When private partners enter into this type of arrangement, the key is to make sure anticipated revenue projections are correct. A few consortia have overestimated how much money a toll road, for example, will generate and have actually gone under when revenue failed to meet their expectations.

Availability P3s are used for projects like schools and civic centers. Typically, the private partner to an availability P3 is paid as the project is delivered, with most of the money held back until the new structure is complete, or available for use, Eliopoulos said.

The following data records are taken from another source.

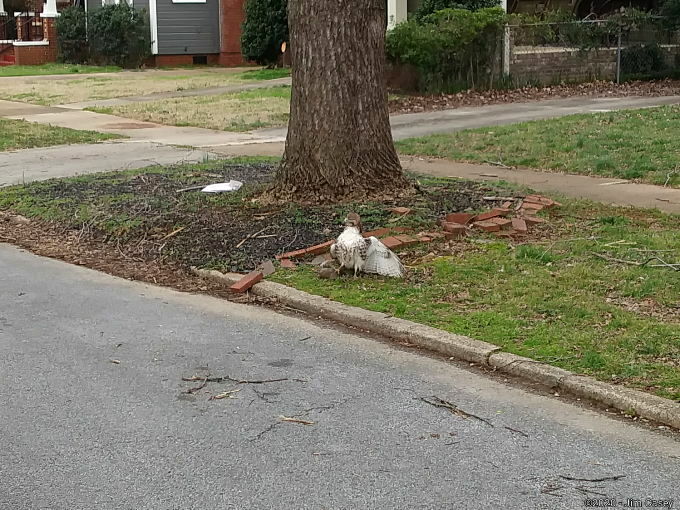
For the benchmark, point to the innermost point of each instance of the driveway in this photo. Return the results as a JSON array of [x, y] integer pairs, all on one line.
[[96, 414]]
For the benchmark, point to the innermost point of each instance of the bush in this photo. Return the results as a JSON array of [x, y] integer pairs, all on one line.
[[453, 49], [264, 30], [428, 7], [670, 10], [119, 35], [72, 35]]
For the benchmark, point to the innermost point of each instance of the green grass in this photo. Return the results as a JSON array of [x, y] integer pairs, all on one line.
[[46, 69], [548, 297], [235, 111], [551, 301], [19, 134], [629, 144], [265, 74]]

P3 partners that finance these projects upfront then have an added incentive to get the job done right and on schedule.

These two types of P3s can be fashioned into custom arrangements, but therein lies their strength. “[They are] flexible models of procurement,” Eliopoulos said, “that can be adapted for each project.”

When it came time for the City of Long Beach, California, to replace its outdated and maintenance-heavy civic center, officials chose the availability P3—with a twist. While the city was under pressure to make seismic upgrades, it also had to deal with the building’s antiquated inner workings.

According to  Eliopoulos, it is not unusual for old buildings, such as Long Beach, to have “their HVAC and energy systems so outdated.” Nevertheless, with the same budget the city allocated just for deferred maintenance, it was able to strike a deal for a new energy-efficient building—including operations and maintenance. To make the numbers work, the city threw in a small piece of land near the civic center as part of its payment to the private group building the new complex.

Other California cities, Eliopoulos said, like Napa and Los Angeles are now replacing their own civic centers, looking to save money through similar efficiencies on the structures that host emergency services, planning and city administration departments. The Long Beach project, which Eliopoulos helped put together, is on time and on budget so far.

The advantages to owners are clear—less design and construction risk, an often-expedited schedule, managers that are familiar with the latest construction techniques and someone to take over the responsibility of coming up with the capital outlay. 

But what is in it for contractors? Of course, there are advantages as well.

The attraction, in general, Christianson said, is that contractors get a seat at the negotiating table and are in a position to assist in drawing up the deals; they can also work alongside other contractors that will help share the risk.

P3s are also about contractor opportunities. They can give construction companies the chance to be a part of projects that might be otherwise unattainable, Poliakoff said. This is especially true when there are diversity or small business requirements, or the group needs to partner with a contractor familiar with the local market.

On privately financed projects, Christianson said, there’s also the possibility of expedited payment for government work that otherwise might not happen as quickly. 

The expertise of the private sector might also mean delivering a project faster than when using a more traditional method. This benefits both the contractor and the public, who has likely been waiting to use the new building, road or other assets. Contractors, Christianson said, want to do the best job they can do as quickly as possible so that they can get on to the next one.

“It's all about time,” he said. “They might not be making more money overall (on the job), but they're doing it in a shorter period of time and have the capacity to do more.”